Two learning regimes

  • Passive ADP: follow a fixed policy, estimate \(\hat P, \hat R\), solve via PE.
  • Active ADP: also pick actions — balance exploration vs exploitation (\(\varepsilon\)-greedy, softmax, optimistic init).

Model-free updates

  • Q-learning (off-policy): \(Q(s,a) \leftarrow Q(s,a) + \alpha\big[R + \gamma \max_{a'} Q(s', a') - Q(s,a)\big]\).
  • SARSA (on-policy): use the action actually taken instead of \(\max_{a'}\).
  • ADP converges fast but needs a model; Q-learning is slower but model-free.

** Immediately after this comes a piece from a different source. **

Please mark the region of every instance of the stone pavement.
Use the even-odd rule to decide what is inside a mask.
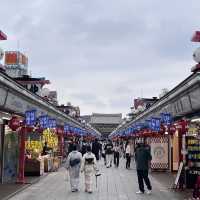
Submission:
[[[186,192],[169,190],[170,179],[167,173],[163,173],[162,178],[159,179],[157,178],[160,177],[159,174],[152,173],[150,175],[153,186],[152,194],[137,195],[135,194],[138,191],[135,169],[126,170],[124,166],[120,166],[119,169],[115,167],[106,169],[103,164],[99,165],[102,176],[98,178],[98,187],[94,187],[92,194],[84,192],[83,175],[81,190],[72,193],[66,171],[62,168],[12,197],[11,200],[184,200],[191,196]]]
[[[29,176],[25,177],[26,183],[25,184],[16,184],[16,183],[7,183],[7,184],[0,184],[0,200],[7,200],[13,195],[23,191],[27,187],[31,186],[39,182],[48,174],[45,173],[43,176]]]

Supervised + unsupervised learning

Supervised

  • Classification (discrete \(y\)) vs regression (continuous \(y\)).
  • Bias-variance: underfit (high bias) ↔ overfit (high variance).
  • Cross-validation: \(K\)-fold to pick the model complexity that minimizes held-out error.
  • ERM: minimize empirical loss \(\frac{1}{N}\sum_i \ell(\hat y^{(i)}, y^{(i)})\).

Unsupervised

  • k-means: alternate assign ↔ recompute centroids; pick \(k\) via elbow / silhouette.
  • PCA: project onto top eigenvectors of the covariance matrix; maximize variance.
  • Autoencoders & GANs: learn representations / generators with neural nets.

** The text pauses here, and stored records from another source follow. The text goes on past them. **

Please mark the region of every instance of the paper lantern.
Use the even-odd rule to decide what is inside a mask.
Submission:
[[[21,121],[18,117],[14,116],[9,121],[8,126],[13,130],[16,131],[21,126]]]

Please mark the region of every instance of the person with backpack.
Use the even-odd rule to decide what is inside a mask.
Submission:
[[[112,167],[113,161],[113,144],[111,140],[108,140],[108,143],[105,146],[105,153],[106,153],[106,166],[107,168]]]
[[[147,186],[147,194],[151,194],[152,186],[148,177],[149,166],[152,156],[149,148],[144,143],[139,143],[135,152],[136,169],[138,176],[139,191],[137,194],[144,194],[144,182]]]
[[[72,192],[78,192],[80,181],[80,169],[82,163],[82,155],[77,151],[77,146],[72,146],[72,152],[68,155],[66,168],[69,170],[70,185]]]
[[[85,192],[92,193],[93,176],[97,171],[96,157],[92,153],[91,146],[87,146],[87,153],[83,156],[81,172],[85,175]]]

Decision trees + neural networks

Decision trees

  • Greedy top-down split with ID3.
  • Choose split that maximizes information gain \(I = H(Y) - H(Y\mid X)\).
  • Stop when pure / no features / no examples.
  • Interpretable, great for small tabular data.

Neural networks

  • Weighted sums + non-linear activations (sigmoid, ReLU).
  • Forward pass computes loss; backprop computes gradients via chain rule (\(\delta\) recursion).
  • Train with SGD + momentum / Adam.
  • Black box but unmatched for images, audio, text.

Notation cheat sheet

Symbols that recur across the four modules. Watch for the two collisions on the right.

SymbolMeaningFirst seen
\(\gamma\)Discount factor for future rewardsL13 (MDPs)
\(\pi\), \(\pi^\star\)Policy / optimal policyL12–L15
\(V(s),\ Q(s,a)\)State / state-action value functionsL13–L15
\(H(p),\ IG\)Entropy / information gain (\(IG = H_{\text{before}} - H_{\text{after}}\))L6 (entropy) · L18 (IG)
\(\mathcal{H}\)Hypothesis class (ERM)L16
\(\Sigma\)Covariance matrix (PCA)L17
\(\alpha\)RL TD step size (L15); momentum coefficient (L21) — different meaningsL15 / L21
\(\varepsilon\)Exploration probability in \(\varepsilon\)-greedy (L15); learning rate in SGD (L21) — different meaningsL15 / L21

Worth a row on your two-sided study sheet.

Final exam — logistics

What to bring

  • Non-programmable calculator.
  • One two-sided A4 study sheet (handwritten or typed).

Format (tentative)

  • Around 8 problems spanning all four modules.
  • ~84 marks total; 76+ marks count as 100%.
  • Pass threshold: 42 marks.
Exact details will be confirmed on the course page before exam day.

Thanks for a great term — good luck on the final!